The Harvard Chiapas Project was founded in 1957 under the aegis and with the cooperation of the Instituto Nacional Indingenista (National Indian Institute) directed by the late Dr. Alfonso Caso to describe the basic ethnography and to track and analyze the trends of change in Mayan communities of the Highlands of Chiapas (see Vogt 1990 for more details).
The advantages of this long-range anthropological project are evident in the penetrating and sophisticated accompanying articles by my former students and colleagues Frank Cancian, George A. Collier, and Gary H. Gossen, Ronald Nigh, Duncan Earle and Peter Brown are "academic grandsons" by virtue of having studied with Collier, Gossen and Canacian respectively.
We are also fortunate enough to have the profound analysis of James D. Nations. Since my younger colleagues have so expertly covered the economic and political ground, I shall focus my comments on the ritual and supernatural aspects of this 1994 Mayan rebellion.
The Mayas, with a population of over 5 million, are the second largest indigenous population in the western hemisphere, next only to the 10 million Quechua-speaking descendants of the Inca in the Andes. The 1994 rebellion in Chiapas is not the first; indeed, there have been five major Maya rebellions - two in Chiapas, two in Yucatan, and one in Guatemala - as well as many minor ones during the tumultuous centuries since Spanish Conquest.
All of the previous rebellions have been characterized by important supernatural and/or sacred aspects. For example, during the Caste War of Yucatan (1847-1901), during which the Mayas almost succeeded in conquering Merida, the rebels discovered a talking cross in a cenote in eastern Quintana Roo. This cross provided proclamations from Dios urging the Mayas to attack the Whites and became the focus of an influential cult. The Chamula War of Santa Rosa (also called the Cuzcat Rebellion) of 1867-70 was triggered when a Chamula girl, Augustina Gomes Checheb, herding sheep saw three stones fall from the sky.
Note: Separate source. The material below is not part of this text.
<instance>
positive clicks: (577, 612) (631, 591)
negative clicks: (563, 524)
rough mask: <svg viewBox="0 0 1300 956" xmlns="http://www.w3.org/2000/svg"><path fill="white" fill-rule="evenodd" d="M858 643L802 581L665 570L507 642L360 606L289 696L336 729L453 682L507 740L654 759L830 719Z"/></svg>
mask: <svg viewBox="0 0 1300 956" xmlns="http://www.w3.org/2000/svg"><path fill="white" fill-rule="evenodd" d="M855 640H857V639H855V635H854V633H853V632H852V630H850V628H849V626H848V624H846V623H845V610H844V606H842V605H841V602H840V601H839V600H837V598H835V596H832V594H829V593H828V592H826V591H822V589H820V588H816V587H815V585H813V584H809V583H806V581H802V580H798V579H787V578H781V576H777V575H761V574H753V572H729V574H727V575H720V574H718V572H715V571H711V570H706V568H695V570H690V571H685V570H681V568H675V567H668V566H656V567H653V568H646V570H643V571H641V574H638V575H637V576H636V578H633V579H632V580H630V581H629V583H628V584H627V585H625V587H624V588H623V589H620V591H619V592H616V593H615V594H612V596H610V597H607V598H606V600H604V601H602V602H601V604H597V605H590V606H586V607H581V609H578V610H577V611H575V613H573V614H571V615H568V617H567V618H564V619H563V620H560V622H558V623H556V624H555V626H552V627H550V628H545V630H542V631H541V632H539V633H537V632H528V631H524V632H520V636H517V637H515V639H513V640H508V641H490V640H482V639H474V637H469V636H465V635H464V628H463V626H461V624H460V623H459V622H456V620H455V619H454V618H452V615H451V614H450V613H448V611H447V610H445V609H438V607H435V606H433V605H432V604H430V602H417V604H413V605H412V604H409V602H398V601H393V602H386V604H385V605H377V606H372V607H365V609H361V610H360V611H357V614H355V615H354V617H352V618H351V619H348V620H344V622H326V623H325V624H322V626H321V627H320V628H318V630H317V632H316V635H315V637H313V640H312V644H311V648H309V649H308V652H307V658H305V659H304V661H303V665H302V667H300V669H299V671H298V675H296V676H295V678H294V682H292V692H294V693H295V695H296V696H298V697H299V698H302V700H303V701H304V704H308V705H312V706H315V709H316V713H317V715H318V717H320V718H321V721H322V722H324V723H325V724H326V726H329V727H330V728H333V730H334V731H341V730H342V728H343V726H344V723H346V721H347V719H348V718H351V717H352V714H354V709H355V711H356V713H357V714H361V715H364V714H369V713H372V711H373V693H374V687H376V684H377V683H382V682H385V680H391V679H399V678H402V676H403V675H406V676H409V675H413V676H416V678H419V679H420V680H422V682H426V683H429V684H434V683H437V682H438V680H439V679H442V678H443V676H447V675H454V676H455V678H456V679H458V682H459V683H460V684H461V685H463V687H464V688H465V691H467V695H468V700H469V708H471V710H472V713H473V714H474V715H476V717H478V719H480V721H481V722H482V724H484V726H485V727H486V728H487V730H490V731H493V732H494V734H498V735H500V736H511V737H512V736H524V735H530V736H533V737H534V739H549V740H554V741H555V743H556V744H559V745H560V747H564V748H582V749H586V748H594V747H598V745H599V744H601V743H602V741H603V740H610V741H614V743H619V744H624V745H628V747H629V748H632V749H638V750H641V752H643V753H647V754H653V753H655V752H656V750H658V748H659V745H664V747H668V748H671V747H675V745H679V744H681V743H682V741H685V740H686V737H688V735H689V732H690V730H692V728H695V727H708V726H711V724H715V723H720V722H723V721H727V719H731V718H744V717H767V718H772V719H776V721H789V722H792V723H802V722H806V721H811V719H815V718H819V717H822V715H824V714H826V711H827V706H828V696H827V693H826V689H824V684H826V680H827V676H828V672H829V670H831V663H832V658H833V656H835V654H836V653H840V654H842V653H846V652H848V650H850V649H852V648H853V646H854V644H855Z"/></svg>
Pedro Diaz Cuzcat, the Chamula official sent to investigate, took the stones home with him and put them in a box. The stones soon began to talk, and Cuzcat convinced arriving Indian pilgrims that Augustina had given birth to them and was therefore "the Mother of God". During this rebellion the Chamulas came closer to taking over San Cristobal Las Casas, the major city in the Chiapas Highlands (Bricker 1981).
What about the present Zapatista movement? For a time, I wondered why the eloquent leader, Marcos, was only a sub-comandante. Who was the comandante? Could it perhaps be Dios or the Ancient Maya Sun God? But it was finally disclosed that Marcos is subordinate to the Clandestine Indigenous Revolutionary Committee composed of leaders from the various Mayan groups in Chiapas.
Then I wondered if perhaps there existed a small chapel in the Lacandon rain forest which contained an image of a new santo (saint) in the form of Emiliano Zapata called San Emiliano. However, no evidence emerged.
Perhaps the fact that the negotiations between the Mexican government and the masked rebels took place in the Cathedral of San Cristobal Las Casas and that the mediator was the Bishop Samuel Ruiz Garcia provided the sacred, supernatural aspects for this 1994 Maya rebellion.
Then, after some weeks more bits of evidence on the rituals of the Zapatistas emerged. In an interview to the press on March 18 the mayor Mario of the EZLN described how this Zapatista Army of National Liberation was founded on November 16, 1983 by fife idealists from northern Mexico. The revered leader of the five was later killed in a training accident. Since the leader was left-handed, the Zapatistas now salute the Mexican flag with their left hand (in memory of their fallen leader), a ritual act that was misunderstood, and considered an insult, as the rebel leaders came into the Cathedral in San Cristobal Las Casas.
More importantly, in mid-March shamans representing the five Mayan groups in Chiapas - Tzotzil, Tzeltal, Tojolbal, Chol, and Mam - arrived at the Classic Maya site of Palenque. The shamans climbed the steps of the Temple of the Inscriptions in which Lord Pacal was entombed in A.D. 683 and set up a sacred shrine with multi-colored candles, copal incense, and wild plants. While copal burned in the large censer, symbolizing "the heart of heaven and heart of earth", and the candles flickered, the shamans prayed to Lord Pacal for peace in Chiapas. They then announced that the Fifth Sun (in Mesoamerican time) characterized by hunger and disease had ended and that the Sixth Sun had begun - an era of the dawning of hope and unity for the Pueblos Indígenas (the indigenous peoples)!
Further, the last elderly member of the original Zapatista army was recently interviewed by the press in Mexico. He declared that Zapatista did not die when he was shot by the Mexican army in 1919 but had gone off to the East and would return - shades of Quetzalcoatl! Perhaps, Ron Nigh is prophetic, in more ways than one, when he entitles his article "Zapata Rose in 1994".